Incendios de Sexta Generación
El investigador Jordán ha declarado: «No me gusta ser alarmante, pero son algo parecido al apocalipsis». Los incendios de sexta generación no solo son extremadamente graves sino que alteran la estabilidad atmosférica y son capaces de generar tormentas de fuego, gracias a una atmósfera muy cálida y a bosques altamente estresados y disponibles para quemar.
El fuego se manifiesta de tal manera que se convierte en un evento impredecible, capaz de modificar el clima a su alrededor y saltar kilómetros en un momento. Esto se debe a que el fuego libera un intenso calor, capaz de generar vientos.
La corriente de aire ascendente es tan grande y potente que puede alterar la atmósfera a gran altitud. En estas condiciones, se forman nubes de tormenta (pirocumulonimbos) que pueden originar lluvia y rayos que impactan sobre la vegetación seca o el suelo, generando nuevos focos secundarios de manera aleatoria. Las pavesas, pequeñas partículas de vegetación en combustión, pueden ser transportadas por el viento a grandes distancias, volviendo inútiles a los cortafuegos.
Cuando se produce un megaincendio, ya no es posible apagarlo ni tiene sentido aumentar el número de medios o bomberos, que tampoco podrían acercarse. En ocasiones, el agua que lanzan aviones y helicópteros prácticamente no tiene efecto en un fuego tan intenso, porque se evapora antes de alcanzar el suelo.

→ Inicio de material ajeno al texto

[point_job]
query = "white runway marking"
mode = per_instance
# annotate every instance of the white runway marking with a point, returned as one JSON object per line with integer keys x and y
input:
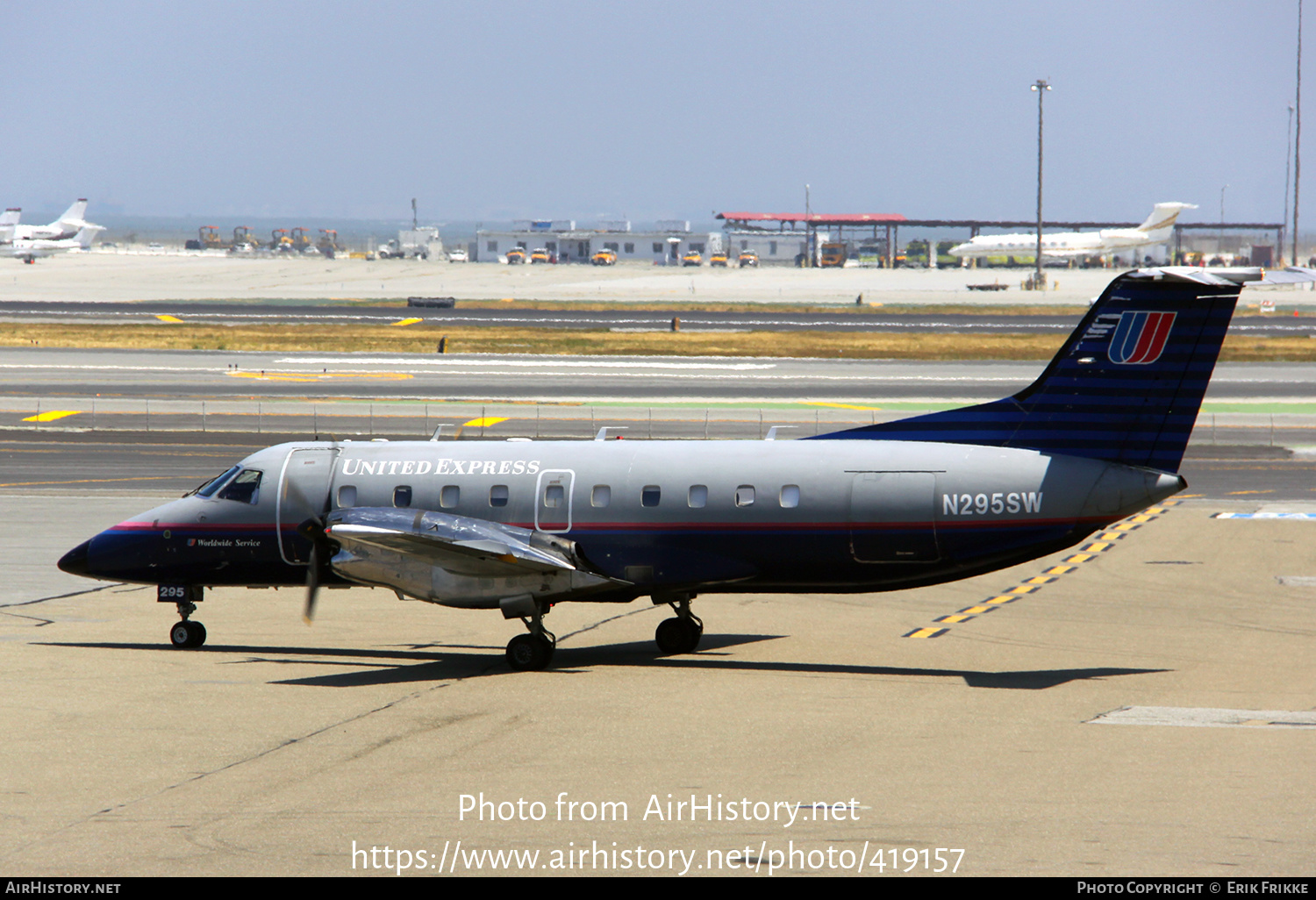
{"x": 1205, "y": 718}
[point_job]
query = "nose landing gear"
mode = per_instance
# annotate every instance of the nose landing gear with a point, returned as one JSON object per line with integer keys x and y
{"x": 187, "y": 634}
{"x": 184, "y": 634}
{"x": 679, "y": 634}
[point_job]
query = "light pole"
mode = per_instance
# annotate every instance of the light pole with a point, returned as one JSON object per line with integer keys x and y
{"x": 808, "y": 231}
{"x": 1041, "y": 87}
{"x": 1298, "y": 136}
{"x": 1220, "y": 236}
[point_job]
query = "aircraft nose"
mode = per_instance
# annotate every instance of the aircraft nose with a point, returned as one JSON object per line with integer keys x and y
{"x": 75, "y": 561}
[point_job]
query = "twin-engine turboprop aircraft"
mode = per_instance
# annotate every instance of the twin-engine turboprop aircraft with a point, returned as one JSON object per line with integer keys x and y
{"x": 523, "y": 525}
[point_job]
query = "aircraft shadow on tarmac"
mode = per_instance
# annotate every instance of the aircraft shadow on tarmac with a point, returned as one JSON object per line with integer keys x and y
{"x": 442, "y": 663}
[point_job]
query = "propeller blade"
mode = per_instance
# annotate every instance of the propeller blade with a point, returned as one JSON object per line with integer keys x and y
{"x": 308, "y": 613}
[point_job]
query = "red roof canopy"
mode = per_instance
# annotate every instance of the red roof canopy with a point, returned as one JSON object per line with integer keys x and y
{"x": 816, "y": 218}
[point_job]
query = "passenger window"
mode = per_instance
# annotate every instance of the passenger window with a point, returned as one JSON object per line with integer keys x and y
{"x": 245, "y": 487}
{"x": 213, "y": 484}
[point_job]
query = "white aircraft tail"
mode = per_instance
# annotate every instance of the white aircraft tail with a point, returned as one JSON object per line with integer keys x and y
{"x": 1161, "y": 221}
{"x": 86, "y": 233}
{"x": 7, "y": 221}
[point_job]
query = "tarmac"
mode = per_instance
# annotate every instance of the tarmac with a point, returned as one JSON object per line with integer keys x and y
{"x": 1148, "y": 710}
{"x": 118, "y": 276}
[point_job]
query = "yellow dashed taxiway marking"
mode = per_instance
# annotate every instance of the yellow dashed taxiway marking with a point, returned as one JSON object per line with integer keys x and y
{"x": 318, "y": 376}
{"x": 52, "y": 416}
{"x": 845, "y": 405}
{"x": 1031, "y": 584}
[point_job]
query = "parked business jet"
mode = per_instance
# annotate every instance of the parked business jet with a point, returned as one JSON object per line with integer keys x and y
{"x": 1155, "y": 229}
{"x": 523, "y": 525}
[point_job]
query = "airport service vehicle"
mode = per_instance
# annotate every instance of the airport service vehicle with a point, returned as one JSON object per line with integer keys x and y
{"x": 832, "y": 255}
{"x": 395, "y": 249}
{"x": 1157, "y": 229}
{"x": 523, "y": 525}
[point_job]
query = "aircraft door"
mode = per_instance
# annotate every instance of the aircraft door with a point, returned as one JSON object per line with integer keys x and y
{"x": 553, "y": 500}
{"x": 892, "y": 518}
{"x": 303, "y": 494}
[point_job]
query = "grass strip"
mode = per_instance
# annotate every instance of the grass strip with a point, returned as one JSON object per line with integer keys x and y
{"x": 424, "y": 339}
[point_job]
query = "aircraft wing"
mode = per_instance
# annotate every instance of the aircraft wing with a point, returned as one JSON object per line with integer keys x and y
{"x": 458, "y": 544}
{"x": 8, "y": 224}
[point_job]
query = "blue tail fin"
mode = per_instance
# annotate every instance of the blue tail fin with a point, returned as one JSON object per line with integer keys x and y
{"x": 1126, "y": 387}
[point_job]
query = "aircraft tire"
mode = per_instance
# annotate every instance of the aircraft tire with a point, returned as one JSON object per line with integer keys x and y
{"x": 676, "y": 636}
{"x": 528, "y": 653}
{"x": 181, "y": 636}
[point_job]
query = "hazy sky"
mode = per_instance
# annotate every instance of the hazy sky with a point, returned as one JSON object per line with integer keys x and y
{"x": 492, "y": 111}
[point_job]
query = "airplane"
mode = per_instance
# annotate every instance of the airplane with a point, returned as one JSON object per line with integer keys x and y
{"x": 1155, "y": 229}
{"x": 32, "y": 249}
{"x": 521, "y": 525}
{"x": 66, "y": 226}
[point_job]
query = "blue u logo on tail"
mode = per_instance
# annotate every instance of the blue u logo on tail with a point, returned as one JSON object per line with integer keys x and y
{"x": 1140, "y": 337}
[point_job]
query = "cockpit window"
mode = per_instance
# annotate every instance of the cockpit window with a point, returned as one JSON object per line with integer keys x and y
{"x": 244, "y": 489}
{"x": 213, "y": 484}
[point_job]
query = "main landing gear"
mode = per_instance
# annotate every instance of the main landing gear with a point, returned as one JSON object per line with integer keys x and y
{"x": 187, "y": 634}
{"x": 533, "y": 650}
{"x": 679, "y": 634}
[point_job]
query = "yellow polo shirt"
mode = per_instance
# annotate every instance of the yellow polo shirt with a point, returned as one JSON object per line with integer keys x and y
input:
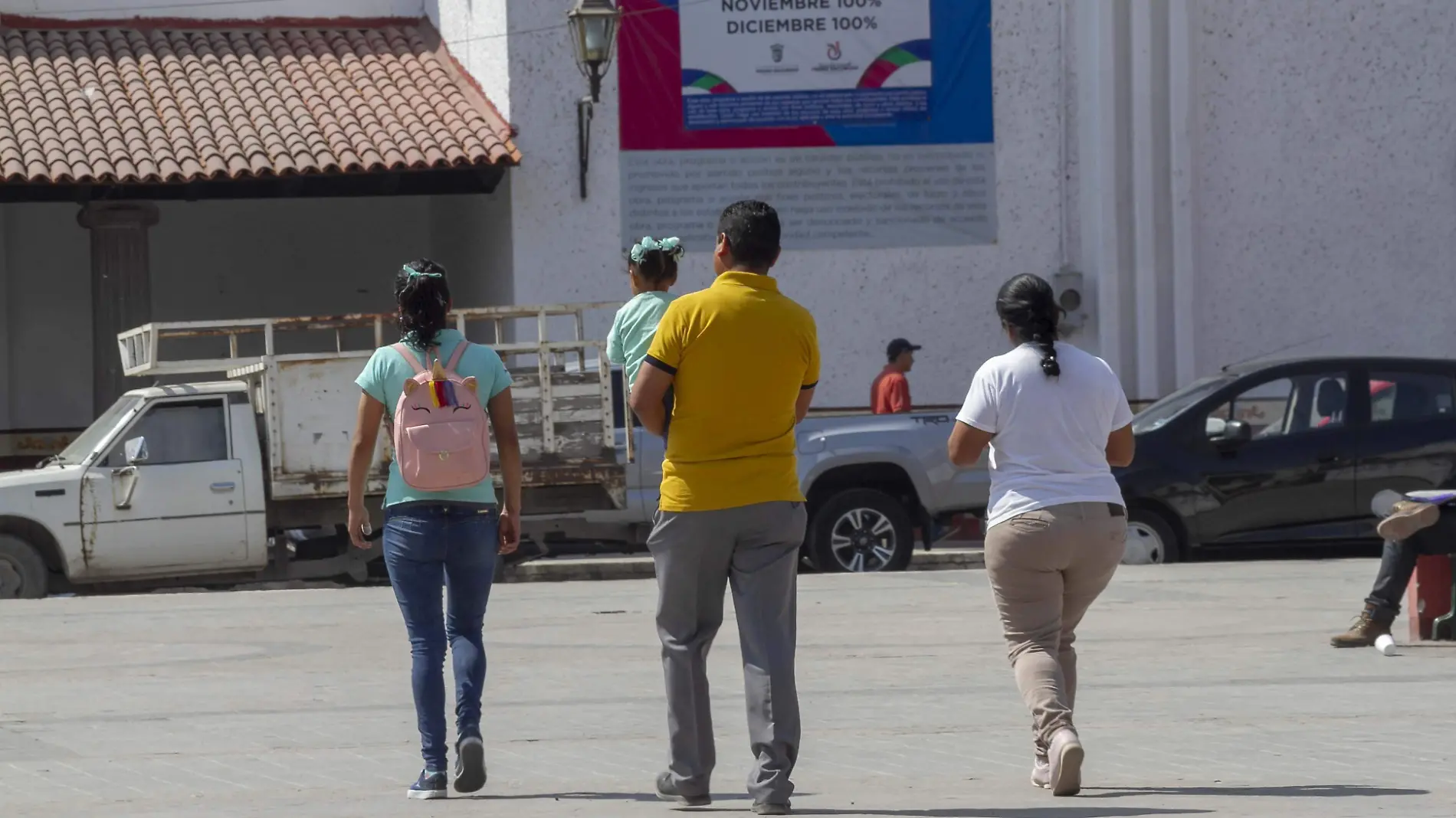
{"x": 739, "y": 352}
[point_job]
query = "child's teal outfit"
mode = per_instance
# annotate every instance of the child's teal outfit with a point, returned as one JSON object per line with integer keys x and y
{"x": 632, "y": 332}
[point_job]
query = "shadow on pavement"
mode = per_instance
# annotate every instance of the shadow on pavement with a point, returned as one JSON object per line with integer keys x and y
{"x": 1308, "y": 790}
{"x": 638, "y": 797}
{"x": 1022, "y": 813}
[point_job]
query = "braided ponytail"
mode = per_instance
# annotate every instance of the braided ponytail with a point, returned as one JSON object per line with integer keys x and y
{"x": 1028, "y": 307}
{"x": 422, "y": 296}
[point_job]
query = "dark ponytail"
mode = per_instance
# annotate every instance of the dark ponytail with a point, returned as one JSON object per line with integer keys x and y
{"x": 424, "y": 302}
{"x": 1028, "y": 307}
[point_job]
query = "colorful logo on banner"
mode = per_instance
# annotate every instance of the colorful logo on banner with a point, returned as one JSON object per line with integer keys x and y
{"x": 726, "y": 100}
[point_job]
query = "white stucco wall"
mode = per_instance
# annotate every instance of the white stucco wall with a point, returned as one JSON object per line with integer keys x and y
{"x": 1328, "y": 178}
{"x": 231, "y": 260}
{"x": 213, "y": 9}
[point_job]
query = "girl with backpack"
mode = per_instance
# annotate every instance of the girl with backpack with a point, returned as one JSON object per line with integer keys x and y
{"x": 443, "y": 523}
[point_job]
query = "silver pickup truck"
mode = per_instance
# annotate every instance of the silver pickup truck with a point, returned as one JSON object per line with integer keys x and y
{"x": 874, "y": 482}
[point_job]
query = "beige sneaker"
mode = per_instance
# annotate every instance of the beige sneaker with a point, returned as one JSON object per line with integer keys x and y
{"x": 1041, "y": 774}
{"x": 1407, "y": 519}
{"x": 1064, "y": 763}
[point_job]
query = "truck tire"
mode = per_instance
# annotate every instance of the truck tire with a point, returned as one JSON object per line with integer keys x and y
{"x": 22, "y": 569}
{"x": 861, "y": 532}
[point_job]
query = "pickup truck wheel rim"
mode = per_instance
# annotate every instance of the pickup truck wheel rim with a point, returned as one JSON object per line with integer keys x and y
{"x": 9, "y": 580}
{"x": 862, "y": 540}
{"x": 1156, "y": 551}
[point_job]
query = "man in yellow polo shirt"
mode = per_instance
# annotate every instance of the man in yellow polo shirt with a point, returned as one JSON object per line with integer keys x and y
{"x": 743, "y": 362}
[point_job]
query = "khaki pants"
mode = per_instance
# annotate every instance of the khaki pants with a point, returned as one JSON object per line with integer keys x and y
{"x": 1046, "y": 568}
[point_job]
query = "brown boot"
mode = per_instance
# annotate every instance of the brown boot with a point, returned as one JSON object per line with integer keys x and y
{"x": 1370, "y": 625}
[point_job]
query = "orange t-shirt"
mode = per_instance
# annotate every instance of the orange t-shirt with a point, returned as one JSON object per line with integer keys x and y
{"x": 890, "y": 394}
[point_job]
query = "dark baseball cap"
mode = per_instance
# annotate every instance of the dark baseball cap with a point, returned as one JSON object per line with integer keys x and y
{"x": 900, "y": 345}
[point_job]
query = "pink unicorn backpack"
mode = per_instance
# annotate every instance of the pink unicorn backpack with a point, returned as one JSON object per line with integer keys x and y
{"x": 441, "y": 436}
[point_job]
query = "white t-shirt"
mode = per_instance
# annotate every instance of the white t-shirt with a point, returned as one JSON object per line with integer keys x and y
{"x": 1050, "y": 446}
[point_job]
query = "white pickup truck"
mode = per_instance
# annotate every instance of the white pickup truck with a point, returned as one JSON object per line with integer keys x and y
{"x": 875, "y": 485}
{"x": 245, "y": 478}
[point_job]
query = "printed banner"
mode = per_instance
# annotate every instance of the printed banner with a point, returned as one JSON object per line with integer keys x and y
{"x": 865, "y": 123}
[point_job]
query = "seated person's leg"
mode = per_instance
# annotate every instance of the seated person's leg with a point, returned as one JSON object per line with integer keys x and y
{"x": 1397, "y": 567}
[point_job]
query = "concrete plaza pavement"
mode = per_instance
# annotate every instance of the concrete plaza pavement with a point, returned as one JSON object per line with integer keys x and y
{"x": 1208, "y": 690}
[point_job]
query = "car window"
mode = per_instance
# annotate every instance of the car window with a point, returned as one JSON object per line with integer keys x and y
{"x": 1283, "y": 407}
{"x": 187, "y": 431}
{"x": 1410, "y": 396}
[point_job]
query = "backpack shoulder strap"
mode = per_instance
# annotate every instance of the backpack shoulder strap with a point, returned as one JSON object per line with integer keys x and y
{"x": 409, "y": 357}
{"x": 456, "y": 355}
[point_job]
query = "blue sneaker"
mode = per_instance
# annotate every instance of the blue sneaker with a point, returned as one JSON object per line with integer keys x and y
{"x": 430, "y": 785}
{"x": 469, "y": 764}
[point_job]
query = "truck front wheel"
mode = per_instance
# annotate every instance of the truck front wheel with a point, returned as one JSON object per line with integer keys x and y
{"x": 861, "y": 532}
{"x": 22, "y": 571}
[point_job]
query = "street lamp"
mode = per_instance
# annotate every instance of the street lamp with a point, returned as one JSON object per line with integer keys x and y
{"x": 593, "y": 37}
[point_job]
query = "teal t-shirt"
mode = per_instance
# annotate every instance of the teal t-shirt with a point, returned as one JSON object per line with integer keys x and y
{"x": 632, "y": 332}
{"x": 383, "y": 379}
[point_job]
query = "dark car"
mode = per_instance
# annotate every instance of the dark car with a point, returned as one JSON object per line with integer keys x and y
{"x": 1289, "y": 452}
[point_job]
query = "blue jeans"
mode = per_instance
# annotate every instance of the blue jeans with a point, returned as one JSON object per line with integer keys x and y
{"x": 428, "y": 546}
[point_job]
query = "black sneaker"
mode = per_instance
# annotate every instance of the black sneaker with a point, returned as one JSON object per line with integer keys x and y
{"x": 430, "y": 785}
{"x": 667, "y": 790}
{"x": 469, "y": 764}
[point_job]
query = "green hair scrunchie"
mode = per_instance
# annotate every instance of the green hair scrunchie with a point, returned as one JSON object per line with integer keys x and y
{"x": 671, "y": 247}
{"x": 417, "y": 274}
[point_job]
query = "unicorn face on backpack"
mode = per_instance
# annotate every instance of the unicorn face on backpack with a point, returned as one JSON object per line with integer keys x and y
{"x": 441, "y": 436}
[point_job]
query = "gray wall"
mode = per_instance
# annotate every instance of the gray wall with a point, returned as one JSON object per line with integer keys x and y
{"x": 1328, "y": 178}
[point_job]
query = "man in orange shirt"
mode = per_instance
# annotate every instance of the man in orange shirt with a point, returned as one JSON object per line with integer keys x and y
{"x": 890, "y": 394}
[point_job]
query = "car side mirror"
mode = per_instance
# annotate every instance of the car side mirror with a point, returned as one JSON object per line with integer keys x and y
{"x": 136, "y": 450}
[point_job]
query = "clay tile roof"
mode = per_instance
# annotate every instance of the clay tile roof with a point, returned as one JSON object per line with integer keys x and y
{"x": 152, "y": 105}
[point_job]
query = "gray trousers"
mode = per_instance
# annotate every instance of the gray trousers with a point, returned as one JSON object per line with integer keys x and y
{"x": 698, "y": 554}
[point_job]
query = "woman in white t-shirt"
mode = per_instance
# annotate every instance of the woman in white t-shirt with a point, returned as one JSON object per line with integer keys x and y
{"x": 1056, "y": 420}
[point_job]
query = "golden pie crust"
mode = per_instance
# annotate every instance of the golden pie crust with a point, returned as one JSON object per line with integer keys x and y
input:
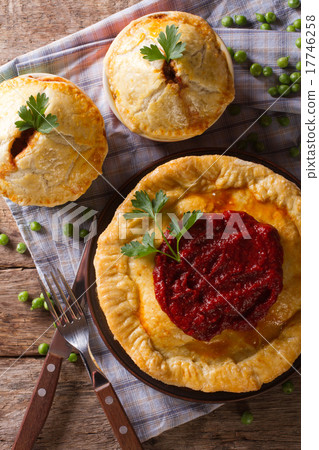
{"x": 53, "y": 168}
{"x": 235, "y": 361}
{"x": 142, "y": 96}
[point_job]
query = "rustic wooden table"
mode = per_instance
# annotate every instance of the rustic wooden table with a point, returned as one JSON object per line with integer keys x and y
{"x": 76, "y": 420}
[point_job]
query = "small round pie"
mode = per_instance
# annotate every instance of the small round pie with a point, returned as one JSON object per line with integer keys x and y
{"x": 54, "y": 168}
{"x": 168, "y": 101}
{"x": 227, "y": 358}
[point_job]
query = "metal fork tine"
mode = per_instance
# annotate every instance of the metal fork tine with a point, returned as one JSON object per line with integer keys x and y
{"x": 50, "y": 306}
{"x": 72, "y": 296}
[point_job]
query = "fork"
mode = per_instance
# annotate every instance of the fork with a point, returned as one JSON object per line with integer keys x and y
{"x": 72, "y": 325}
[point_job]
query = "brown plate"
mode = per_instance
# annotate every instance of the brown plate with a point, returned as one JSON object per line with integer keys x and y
{"x": 86, "y": 274}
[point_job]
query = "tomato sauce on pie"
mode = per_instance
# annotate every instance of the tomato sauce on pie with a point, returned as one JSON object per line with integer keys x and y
{"x": 229, "y": 275}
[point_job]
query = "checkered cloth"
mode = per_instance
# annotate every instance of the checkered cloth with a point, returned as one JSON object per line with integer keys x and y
{"x": 79, "y": 58}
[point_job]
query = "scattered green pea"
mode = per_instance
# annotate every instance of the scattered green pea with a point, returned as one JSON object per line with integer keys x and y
{"x": 283, "y": 62}
{"x": 37, "y": 303}
{"x": 297, "y": 24}
{"x": 284, "y": 121}
{"x": 273, "y": 91}
{"x": 265, "y": 120}
{"x": 43, "y": 348}
{"x": 240, "y": 56}
{"x": 284, "y": 90}
{"x": 267, "y": 71}
{"x": 260, "y": 18}
{"x": 35, "y": 226}
{"x": 295, "y": 88}
{"x": 83, "y": 233}
{"x": 256, "y": 69}
{"x": 68, "y": 229}
{"x": 3, "y": 239}
{"x": 252, "y": 137}
{"x": 23, "y": 296}
{"x": 284, "y": 78}
{"x": 288, "y": 387}
{"x": 270, "y": 17}
{"x": 265, "y": 26}
{"x": 73, "y": 357}
{"x": 227, "y": 22}
{"x": 295, "y": 76}
{"x": 231, "y": 51}
{"x": 294, "y": 152}
{"x": 241, "y": 20}
{"x": 247, "y": 418}
{"x": 293, "y": 3}
{"x": 21, "y": 247}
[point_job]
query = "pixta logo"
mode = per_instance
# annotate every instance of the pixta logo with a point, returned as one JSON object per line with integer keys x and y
{"x": 73, "y": 218}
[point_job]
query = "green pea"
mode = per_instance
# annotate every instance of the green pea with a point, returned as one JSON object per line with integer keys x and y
{"x": 73, "y": 357}
{"x": 288, "y": 387}
{"x": 295, "y": 88}
{"x": 295, "y": 76}
{"x": 35, "y": 226}
{"x": 3, "y": 239}
{"x": 21, "y": 247}
{"x": 293, "y": 3}
{"x": 284, "y": 90}
{"x": 240, "y": 56}
{"x": 227, "y": 22}
{"x": 270, "y": 17}
{"x": 83, "y": 233}
{"x": 297, "y": 24}
{"x": 247, "y": 418}
{"x": 265, "y": 26}
{"x": 43, "y": 348}
{"x": 284, "y": 121}
{"x": 283, "y": 62}
{"x": 273, "y": 91}
{"x": 284, "y": 78}
{"x": 260, "y": 18}
{"x": 23, "y": 296}
{"x": 241, "y": 145}
{"x": 252, "y": 137}
{"x": 265, "y": 120}
{"x": 267, "y": 71}
{"x": 256, "y": 69}
{"x": 241, "y": 20}
{"x": 68, "y": 229}
{"x": 37, "y": 303}
{"x": 231, "y": 51}
{"x": 294, "y": 151}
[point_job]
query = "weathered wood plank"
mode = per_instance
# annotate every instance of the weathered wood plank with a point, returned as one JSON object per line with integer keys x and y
{"x": 76, "y": 420}
{"x": 20, "y": 326}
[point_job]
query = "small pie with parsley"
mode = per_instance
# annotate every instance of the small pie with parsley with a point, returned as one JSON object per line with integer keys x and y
{"x": 216, "y": 308}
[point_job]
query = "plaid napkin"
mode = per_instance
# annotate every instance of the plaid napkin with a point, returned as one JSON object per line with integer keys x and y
{"x": 79, "y": 58}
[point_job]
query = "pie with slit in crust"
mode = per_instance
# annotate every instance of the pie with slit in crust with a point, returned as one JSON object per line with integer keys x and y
{"x": 234, "y": 360}
{"x": 168, "y": 101}
{"x": 54, "y": 168}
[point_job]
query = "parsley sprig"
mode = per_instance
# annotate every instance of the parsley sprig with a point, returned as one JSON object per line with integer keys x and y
{"x": 33, "y": 116}
{"x": 173, "y": 48}
{"x": 144, "y": 206}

Según Jordán, «lo único que se puede hacer es controlar el perímetro y evacuar a la población mientras se espera a que cambien las condiciones meteorológicas» o que el fuego se extinga por sí mismo. Esta situación es tan nueva y caótica que, actualmente, los científicos no pueden modelizar ni predecir la aparición o el comportamiento de estos incendios.
La Crisis Climática
Múltiples factores explican que el cambio climático esté en la raíz de esta nueva tipología de incendios: la mayor frecuencia de sequías, las numerosas y prolongadas olas de calor, y la acumulación de material leñoso seco en la vegetación natural son algunos de ellos.
Sin embargo, uno particularmente significativo es el aumento de las temperaturas, que se manifiesta “de manera palpable”, tal como atestigua que el año pasado fue el más caluroso de la Tierra desde que existen registros en 1850. Hace más de una década, una investigación demostró que el cambio climático provocado por el ser humano duplicaba la superficie forestal afectada por incendios, en comparación con la que se habría producido sin este fenómeno.
Según el experto, para abordar el impacto de los incendios que tradicionalmente son noticia en España año tras año, el principal esfuerzo debe concentrarse en la gestión activa del territorio y en un cambio profundo en las políticas de ordenación del paisaje y de los sistemas de extinción.
No debemos olvidar que el cambio climático es fundamental en el aumento de la gravedad de los incendios, que pueden llegar a ser de sexta magnitud, y que las olas de calor no ayudan en su extinción ni promueven su aparición. Para prevenir la recurrencia de incendios, la clave es la prevención, y es evidente que lo que se está haciendo al respecto no es suficiente.